Given the many fun-facts, potted histories and insights Bocanegra shared, I was ultimately most moved by a short scene from an old film based on a 1941 book she recommends, Hold Autumn in Your Hand. The title refers to the practice of preserving harvest fruits and vegetables. In the film, a young farm couple copes with their child’s slow death from pellagra, a nutritional-deficiency disease that reached epidemic proportions in areas of the impoverished rural south. The film cuts out as the mother writhes, face down in the dry dirt of the winter farmlands, no longer able to bear her son’s cries.

Taylor’s seamless performance of Bocanegra’s lessons and clever associations rarely wavered.

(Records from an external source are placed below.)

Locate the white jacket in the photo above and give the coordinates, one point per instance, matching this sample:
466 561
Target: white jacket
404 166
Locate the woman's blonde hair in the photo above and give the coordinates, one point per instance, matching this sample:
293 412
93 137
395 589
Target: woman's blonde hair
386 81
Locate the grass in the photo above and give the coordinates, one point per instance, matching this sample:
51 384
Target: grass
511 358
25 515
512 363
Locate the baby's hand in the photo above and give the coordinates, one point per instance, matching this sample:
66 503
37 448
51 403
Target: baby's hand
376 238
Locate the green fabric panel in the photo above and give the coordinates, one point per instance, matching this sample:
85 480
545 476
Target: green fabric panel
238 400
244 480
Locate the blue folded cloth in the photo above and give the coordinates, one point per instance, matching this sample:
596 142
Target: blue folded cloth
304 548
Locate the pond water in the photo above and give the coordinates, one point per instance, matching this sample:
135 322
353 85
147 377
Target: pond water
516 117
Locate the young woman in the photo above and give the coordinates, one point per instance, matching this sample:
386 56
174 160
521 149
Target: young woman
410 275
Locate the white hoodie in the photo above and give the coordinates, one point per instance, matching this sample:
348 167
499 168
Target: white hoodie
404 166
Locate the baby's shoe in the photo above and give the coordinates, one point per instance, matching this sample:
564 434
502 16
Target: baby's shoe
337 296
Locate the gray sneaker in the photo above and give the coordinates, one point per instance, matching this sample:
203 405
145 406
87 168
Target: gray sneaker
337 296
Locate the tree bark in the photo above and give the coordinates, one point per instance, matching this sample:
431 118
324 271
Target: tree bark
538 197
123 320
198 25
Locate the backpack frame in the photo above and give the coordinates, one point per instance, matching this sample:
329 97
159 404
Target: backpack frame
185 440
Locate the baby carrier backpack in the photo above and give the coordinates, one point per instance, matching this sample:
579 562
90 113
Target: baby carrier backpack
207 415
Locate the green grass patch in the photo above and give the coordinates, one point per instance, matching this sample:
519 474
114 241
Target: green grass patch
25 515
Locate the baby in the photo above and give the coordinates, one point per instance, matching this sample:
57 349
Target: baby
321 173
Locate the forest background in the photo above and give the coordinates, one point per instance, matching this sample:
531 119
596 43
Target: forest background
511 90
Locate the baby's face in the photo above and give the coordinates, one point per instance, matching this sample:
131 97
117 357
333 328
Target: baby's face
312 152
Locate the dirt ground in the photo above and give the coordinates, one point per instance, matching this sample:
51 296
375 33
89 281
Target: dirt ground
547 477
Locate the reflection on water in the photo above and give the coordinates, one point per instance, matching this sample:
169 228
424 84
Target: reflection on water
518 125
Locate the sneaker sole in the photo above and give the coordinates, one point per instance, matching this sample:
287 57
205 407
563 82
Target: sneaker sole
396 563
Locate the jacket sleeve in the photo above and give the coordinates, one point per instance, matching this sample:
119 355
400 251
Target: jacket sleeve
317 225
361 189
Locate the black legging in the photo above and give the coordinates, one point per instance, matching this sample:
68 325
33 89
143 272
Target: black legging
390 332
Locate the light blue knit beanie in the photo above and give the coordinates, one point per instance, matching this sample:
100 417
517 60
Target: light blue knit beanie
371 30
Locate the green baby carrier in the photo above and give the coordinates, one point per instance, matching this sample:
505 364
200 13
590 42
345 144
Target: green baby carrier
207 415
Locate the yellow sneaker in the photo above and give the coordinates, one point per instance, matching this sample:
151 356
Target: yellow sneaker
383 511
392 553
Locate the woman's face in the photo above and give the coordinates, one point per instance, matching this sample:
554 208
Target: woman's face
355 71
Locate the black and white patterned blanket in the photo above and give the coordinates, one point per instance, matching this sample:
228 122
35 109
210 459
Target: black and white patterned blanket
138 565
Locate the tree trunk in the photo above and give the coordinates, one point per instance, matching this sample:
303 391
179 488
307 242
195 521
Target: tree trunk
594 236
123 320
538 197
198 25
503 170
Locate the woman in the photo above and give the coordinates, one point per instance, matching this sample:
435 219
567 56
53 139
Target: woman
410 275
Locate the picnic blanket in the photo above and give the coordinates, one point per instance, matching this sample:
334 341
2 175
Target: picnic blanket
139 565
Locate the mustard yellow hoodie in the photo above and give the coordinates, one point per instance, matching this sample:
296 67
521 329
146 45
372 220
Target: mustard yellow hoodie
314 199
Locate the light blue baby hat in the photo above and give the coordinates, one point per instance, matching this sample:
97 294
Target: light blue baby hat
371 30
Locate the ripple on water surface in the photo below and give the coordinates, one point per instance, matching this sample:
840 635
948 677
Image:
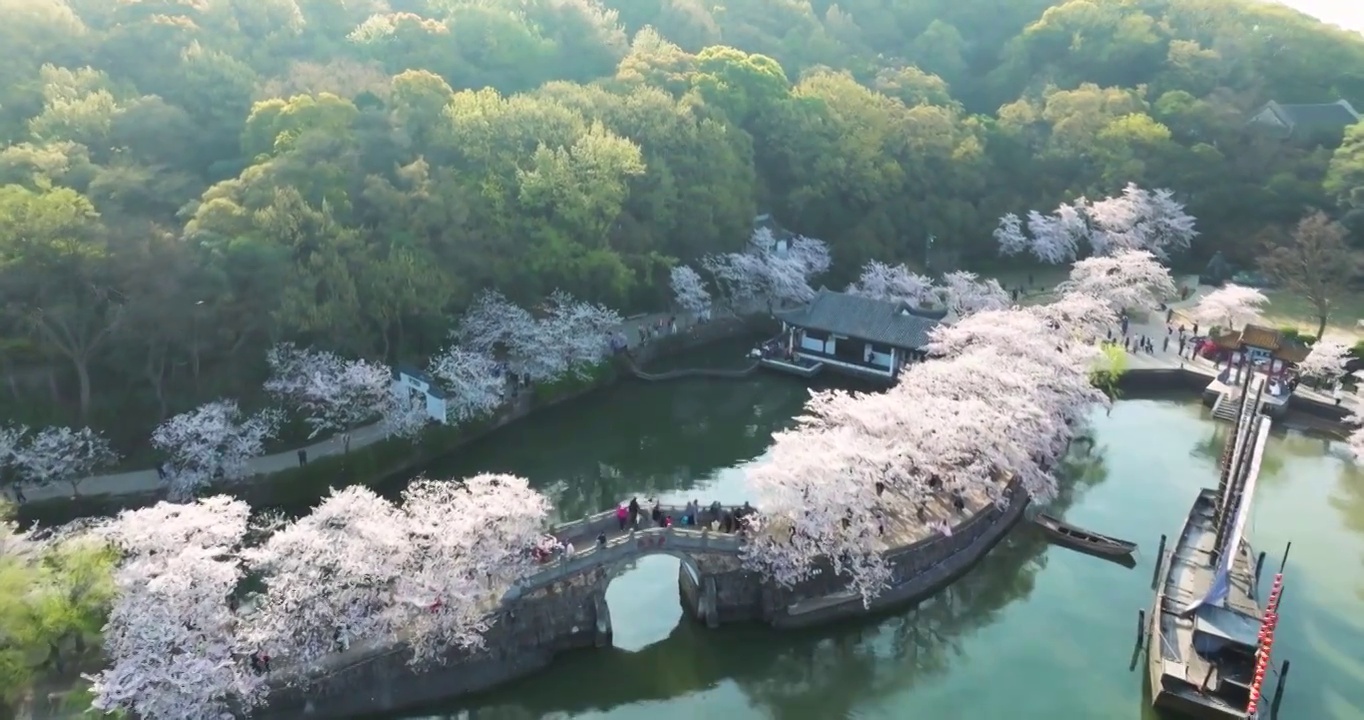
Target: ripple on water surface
1033 633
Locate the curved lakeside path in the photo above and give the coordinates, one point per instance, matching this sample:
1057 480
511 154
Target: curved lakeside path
146 482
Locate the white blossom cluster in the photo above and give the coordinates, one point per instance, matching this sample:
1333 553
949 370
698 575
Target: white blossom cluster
769 272
183 633
999 401
1138 218
52 454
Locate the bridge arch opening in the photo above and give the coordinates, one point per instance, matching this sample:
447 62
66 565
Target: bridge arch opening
645 600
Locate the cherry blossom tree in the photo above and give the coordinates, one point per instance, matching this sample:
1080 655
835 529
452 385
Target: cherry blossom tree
1149 220
213 441
689 291
330 577
473 385
579 330
62 454
1326 362
1127 280
493 325
467 544
1000 401
1011 236
965 293
1231 307
894 282
334 394
172 640
1138 218
769 272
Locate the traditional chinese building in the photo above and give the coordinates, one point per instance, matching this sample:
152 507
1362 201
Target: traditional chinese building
1258 349
853 334
422 385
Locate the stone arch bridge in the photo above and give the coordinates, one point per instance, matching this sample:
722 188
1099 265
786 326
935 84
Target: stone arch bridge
562 607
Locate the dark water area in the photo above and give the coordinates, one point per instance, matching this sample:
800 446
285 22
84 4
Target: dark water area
1033 632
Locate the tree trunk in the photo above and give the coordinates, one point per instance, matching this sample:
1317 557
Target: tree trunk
83 377
156 370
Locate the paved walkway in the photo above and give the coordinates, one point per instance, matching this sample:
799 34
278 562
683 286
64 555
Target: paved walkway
1162 359
145 482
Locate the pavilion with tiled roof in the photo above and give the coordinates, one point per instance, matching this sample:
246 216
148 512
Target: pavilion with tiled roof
1263 344
857 334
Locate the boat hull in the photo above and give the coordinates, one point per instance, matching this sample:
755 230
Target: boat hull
1170 690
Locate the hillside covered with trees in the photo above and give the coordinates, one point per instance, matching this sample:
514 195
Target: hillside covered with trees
184 184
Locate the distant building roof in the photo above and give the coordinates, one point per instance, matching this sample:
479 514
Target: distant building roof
411 371
1312 117
865 318
1265 338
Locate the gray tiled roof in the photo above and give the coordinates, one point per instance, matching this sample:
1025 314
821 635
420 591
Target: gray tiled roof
864 318
1315 116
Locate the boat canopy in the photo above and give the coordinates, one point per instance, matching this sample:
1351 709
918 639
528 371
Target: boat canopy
1226 559
1226 625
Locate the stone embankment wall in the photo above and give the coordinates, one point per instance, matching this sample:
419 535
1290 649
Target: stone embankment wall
564 608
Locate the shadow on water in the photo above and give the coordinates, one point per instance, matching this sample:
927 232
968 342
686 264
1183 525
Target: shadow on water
799 674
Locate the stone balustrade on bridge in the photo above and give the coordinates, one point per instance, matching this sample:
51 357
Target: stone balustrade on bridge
629 546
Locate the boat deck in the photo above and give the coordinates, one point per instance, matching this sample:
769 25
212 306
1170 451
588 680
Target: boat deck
1190 577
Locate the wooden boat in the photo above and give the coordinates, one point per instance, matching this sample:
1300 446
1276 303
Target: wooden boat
1205 622
1093 543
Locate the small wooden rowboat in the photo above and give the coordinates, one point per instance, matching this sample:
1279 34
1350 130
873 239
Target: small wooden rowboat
1085 540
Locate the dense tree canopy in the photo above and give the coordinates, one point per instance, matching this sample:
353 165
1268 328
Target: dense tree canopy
187 184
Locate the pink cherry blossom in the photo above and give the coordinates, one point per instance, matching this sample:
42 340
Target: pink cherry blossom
1127 280
689 291
334 394
467 544
56 454
1231 307
1326 360
330 577
769 272
472 383
965 293
172 638
894 282
214 441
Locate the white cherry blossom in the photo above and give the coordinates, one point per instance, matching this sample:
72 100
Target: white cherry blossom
1127 280
689 291
60 454
1231 307
213 441
330 577
467 543
334 394
1326 360
473 386
894 282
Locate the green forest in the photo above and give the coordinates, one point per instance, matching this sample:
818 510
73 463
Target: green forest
184 183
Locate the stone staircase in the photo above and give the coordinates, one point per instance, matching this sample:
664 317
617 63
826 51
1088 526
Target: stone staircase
1226 408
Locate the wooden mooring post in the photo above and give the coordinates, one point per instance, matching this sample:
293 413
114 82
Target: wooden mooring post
1160 561
1278 689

But, I appreciated the few, probably first-night only gaffes. At one point, Taylor gently suggested that Bocanegra “take a sip of water.” Later, she checked in over a word: “armourous, oh – amorous!” and together they distinguished Antigone from Ismene on a slide. These authentic mistakes offered a reminder of the difficulty of verbatim work, and the collaborative intimacies forged when embodying another’s words.

Toward the end, Taylor moved upstage from her static post and shared one final poignant memory of Bocanegra’s about a conversation with her grandmother, who is suffering with dementia. In it she asks about the red roses planted on the farm—rare bursts of unnecessary beauty in a largely bleak, no-frills landscape. Her grandmother offers a characteristically stoic and simple explanation, something like, “those are my roses, I planted those roses.”

Bocanegra then asked Shara Nova, her musician friend, to compose a song with her grandmother’s words as lyrics. The lecture ends with a screening of Nova performing the song, wearing a Bocanegra-designed costume topped with a striking hat of wheat stalks threaded through with red roses.

I patiently waited for Bocanegra’s busy mixture to alchemize into something more transcendent. I wanted a peak in the action, an arc to ride, a problem I could sit with, too. But, instead, much like the flat, beautifully stark landscape of La Grange, Texas, home to her grandparent’s farm and the chicken ranch, I could only see on and on for miles, grateful for the view.